The dour Everglots and the fishmongering Van Dorts have arranged a marriage for their children (cutely named Victor and Victoria), which will financially benefit one or the other family. Though the awkward Victor kicks it off with the sweet Victoria, his clumsiness at the rehearsal earns him a ‘chill out’ in the graveyard woods outside of town, where, during a mock wedding vow, he accidentally places his ring on the skeletal finger of Emily, who perished while waiting for her bride to be (the diabolical con man Lord Barkis Bittern). Victor is brought to the Land of the Dead by his unfortunate bride, and chaos ensues from there, with a climax both sad and happy.

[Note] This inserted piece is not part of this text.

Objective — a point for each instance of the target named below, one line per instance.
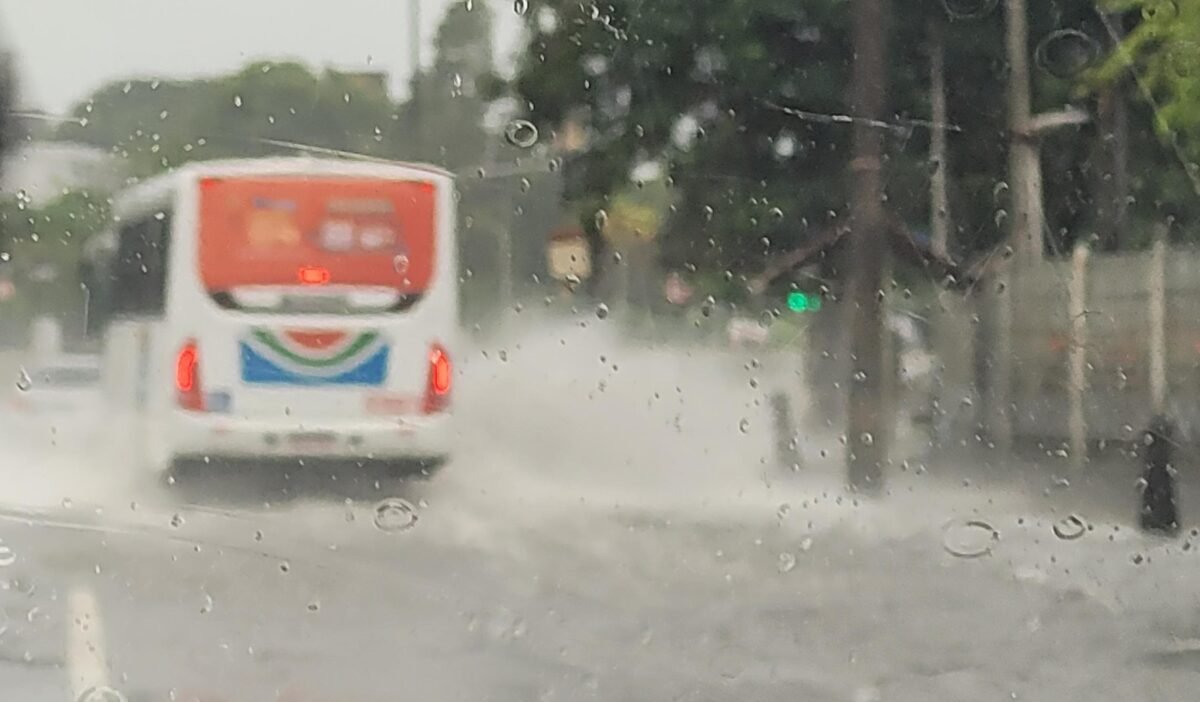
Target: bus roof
(157, 191)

The Corpse Bride makes for a stunning sight, as she whirls about in her wedding garb and eye catching blue hair. Think Sally from Nightmare, but hotter…and voiced by Helena Bonham Carter. In addition to Carter, the other usual actors show up: Johnny Depp as Victor, Christopher Lee as Pastor Galswells, plus Albert Finney, Emily Watson, Deep Roy, Danny Elfman, and many others. The voice work in the film is consistent and excellent, though the music is nowhere near as memorable as Nightmare Before Christmas. The one song I enjoyed was the duet between black widow Mrs. Plum and Maggot. Humor abounds in this film, from the caricature-like characters to a slew of puns, some of which succeed, others of which are too dry and simple. It’s great for the kids, but be warned, it’s a little morbid (like most Burton films).

Again, I’d recommend watching this for your eyes to pop out of their sockets. It’s a marvel, and you can tell the animators put enormous effort into every frame of the film. The rest of the film is passable, an effective gothic fairy tale, but I was not blown away as I was in 1993 with its spiritual predecessor, which remains one of the greatest films in memory.